To lower the cost, the producer/feeder could sell a $96 call option for $1.50. That provides a marketing window of $86-$96, with protection if prices go below $86, for a cost of $2/cwt. ($3.50 minus $1.50).
That provides a solid floor price, and if prices rally past $96, any margin calls for the call option are covered by the increased price.
However, there is more money to be made, depending on the quality of the cattle as measured by carcass data. “In many cases, that's where any profit will come from in today's cattle market,” Moore says.
Sending cattle to the yard that grade high Choice, Prime or Certified Angus Beef® (CAB®) will often generate what's needed to create a profit. Being sold at the right time on the right grid adds to the profit possibilities. “But you can feed the fanciest cattle in the world, and if you don't have marketing skill, you can still lose,” Moore says.
His yard consistently sends cattle that yield premiums at the packer. For 2007 and much of 2008, the average USDA cash feedyard sale price was about $92.70. Moore says his customers received an overall premium that averaged $4.13/cwt. above that.
“That was an extra $60.93/head,” he says. “If you can use an options strategy to make your cattle break even, then receive an extra $60-$100/head from premiums, your cattle will certainly work in this environment.”
Waiting on Wall Street
Feuz agrees with the added-value benefits of feeding higher-quality cattle. But on traditional marketing techniques, he stresses that until the stock market stabilizes, “normal hedging strategies” might not help producers and feeders.
“It's tough to forecast anything unless you know what's happening on the Dow (Dow Jones Industrial market),” he says. “The overall economy has overwhelmingly controlled commodity markets.”
Feuz says live and feeder cattle futures markets are undervalued because of Wall Street worries.
“In late December, April '09 futures were approaching $90,” he points out. “I would like to see another $3-$4 in the April and June contracts.
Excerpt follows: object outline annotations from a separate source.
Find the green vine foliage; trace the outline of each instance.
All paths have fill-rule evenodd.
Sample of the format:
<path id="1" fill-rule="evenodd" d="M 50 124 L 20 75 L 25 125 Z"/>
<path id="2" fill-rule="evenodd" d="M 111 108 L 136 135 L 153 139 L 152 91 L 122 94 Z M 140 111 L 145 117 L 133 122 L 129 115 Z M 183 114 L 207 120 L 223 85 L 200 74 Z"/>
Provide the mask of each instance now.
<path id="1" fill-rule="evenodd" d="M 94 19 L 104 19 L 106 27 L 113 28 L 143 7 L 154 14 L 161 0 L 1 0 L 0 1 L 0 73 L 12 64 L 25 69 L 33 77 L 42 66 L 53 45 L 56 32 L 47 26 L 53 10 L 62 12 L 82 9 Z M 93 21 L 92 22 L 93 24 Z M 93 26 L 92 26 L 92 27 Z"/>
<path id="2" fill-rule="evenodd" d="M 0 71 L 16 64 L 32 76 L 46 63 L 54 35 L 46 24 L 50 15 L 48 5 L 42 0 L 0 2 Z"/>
That could get feedyards back to where they could approach breakeven or make a small profit.”
He notes that some cattle finished in December sustained losses in the $200+/head range. “If producers and feeders didn't have any price protection in place, there were some major losses,” Feuz says.
An example of a price-protection strategy would be similar to the one used by Moore, a put-call spread.
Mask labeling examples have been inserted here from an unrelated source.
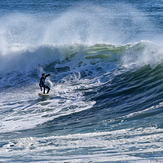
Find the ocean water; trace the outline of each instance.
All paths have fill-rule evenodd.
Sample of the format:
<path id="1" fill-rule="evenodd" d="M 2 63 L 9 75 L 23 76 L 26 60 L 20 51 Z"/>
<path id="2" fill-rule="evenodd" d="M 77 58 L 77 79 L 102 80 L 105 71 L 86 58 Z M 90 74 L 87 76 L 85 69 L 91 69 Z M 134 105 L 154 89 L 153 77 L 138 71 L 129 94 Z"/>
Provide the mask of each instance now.
<path id="1" fill-rule="evenodd" d="M 163 162 L 162 16 L 161 0 L 0 1 L 0 162 Z"/>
“You could buy put options $2-$3 out of the money, then sell calls to offset that premium charge,” he says. “If you can get the call high enough, and give yourself an opportunity for some upside, it could be a profitable strategy.”
Feuz adds: “If you look at projections based on what you paid for feeders (last fall) for spring or summer delivery, then you have some profit worked into those. If the market would come back, they might recover some of the equity they have lost.”
On the supply side, he says there are trends that should enhance cattle prices if and when the economy improves. “Everything is pointing toward a better market,” he says, noting that cattle numbers will likely be tighter in '09. “Exports are coming back.”
Moore encourages producers to maintain good records to list age and source verification of cattle, which can lead to added income. “Age and source verification can add $35/head, and I've seen as much as $50/head,” he says.
“It's another $3/cwt. for the cattle,” says Feuz, because many export markets demand age and source verification.
Getting a reasonable price secured could pay dividends, again because of the overall economy and potential for lower demand. “As the value of the U.S. dollar increases, it may hamper U.S. beef exports,” Feuz says. “And high domestic retail beef prices — which like most foods did not follow commodity prices down — could reduce consumer demand.”
Moore adds that a good risk management program, albeit one that doesn't guarantee a substantial profit, can help ease the minds of producers, feeders and their lenders during troubled times.
“Risk management is a big part of cattle feeding,” he says, “because it can help you sleep better at night.”
And hopefully, break-profit.
Larry Stalcup is a freelance writer based in Amarillo, TX.